Alle porte d’entrata della storia moderna, con la Riforma, sta la sostituzione del prete con il pastore. La grazia che salva è gratuita per chi, sempre peccatore e sempre giustificato in pari tempo, abbia fede e coltivi da sacerdote egli stesso, con l’ausilio di pastori eletti dalla comunità e teologicamente ferrati, la parola divina, la scrittura sacra. Clero ordinato e clericalismo sono la bestia nera, l’Anticristo, per luterani e calvinisti di ogni variante. La chiesa cattolica non può, senza conseguenze spettacolari, lasciare la briglia sul collo al cavallo dell’anticlericalismo. La cultura del #MeToo o del #balancetonporc va bene, se vada bene, per Hollywood e per il mondo, non ha posto nella cura d’anime e nell’amministrazione sacerdotale dei sacramenti. Il rischio insito nella campagna sulla pedofilia del clero, nella sua perentoria e spesso persecutoria pretesa di erigere a prove, sempre e comunque, le testimonianze delle presunte vittime, noi laici devoti l’avevamo intuito da subito, e sottopelle gran parte della chiesa la pensava come noi, salvo la rinuncia a esibire questa convinzione per ragioni di prudenza, questa sì, clericale. Ora un barlume di consapevolezza ha illuminato una presa di posizione scandalosa di un Papa che prometteva solo fuoco e fiamme contro il clero per definizione sotto accusa, per definizione presunto colpevole.

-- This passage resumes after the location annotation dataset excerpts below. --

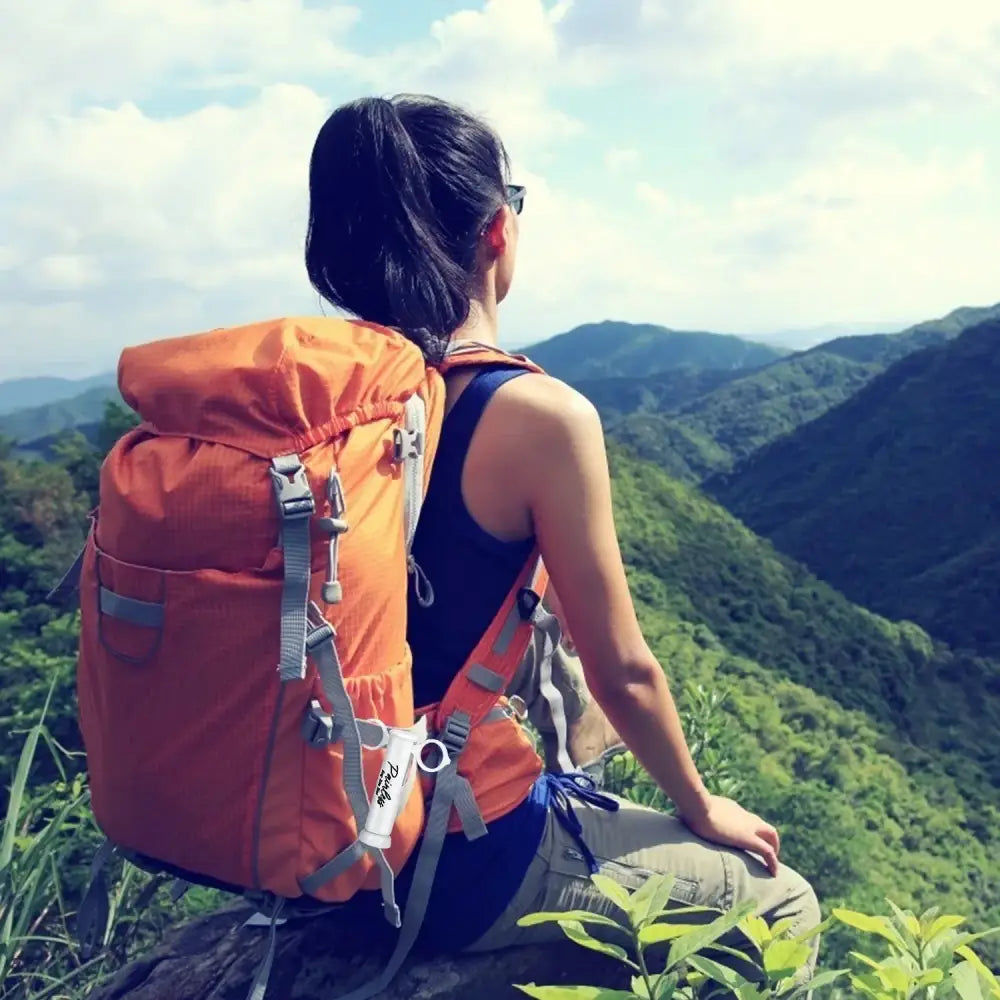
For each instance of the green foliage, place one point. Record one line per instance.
(928, 957)
(48, 835)
(892, 496)
(773, 962)
(872, 748)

E il contrattacco è fulminante, non usa perifrasi e alla compassione di un cardinale di Boston per il dolore procurato alle vittime dichiarate di un abuso episcopale fa da suffragio il duro editoriale del giornale del cattolicesimo progressista americano. Francesco può adesso insistere, mettendo da parte il clericalismo della cautelosità e affermando in una controffensiva teologica e morale il primato del sacerdozio ordinato nella cultura e fede confessionale cattoliche, oppure ratificare con una retromarcia, che fino a ora non c’è stata, l’avvento, auspicato dal mondo e da una parte della cattolicità, di una chiesa spogliata della sua essenza tradizionale. E per far questo deve riconsiderare quasi vent’anni di acquiescenza della gerarchia romana, salvo segnali di resistenza molto flebili, a una campagna mediatica, a una guerra culturale di distruzione dei fondamenti della vita cattolica che avvocati, portavoce, teologi, moralisti e mestatori di tutte le latitudini hanno trasformato, fino alla Renuntiatio di un Papa regnante, in una persecuzione del clero. Sono scelte difficili, ma obbligate.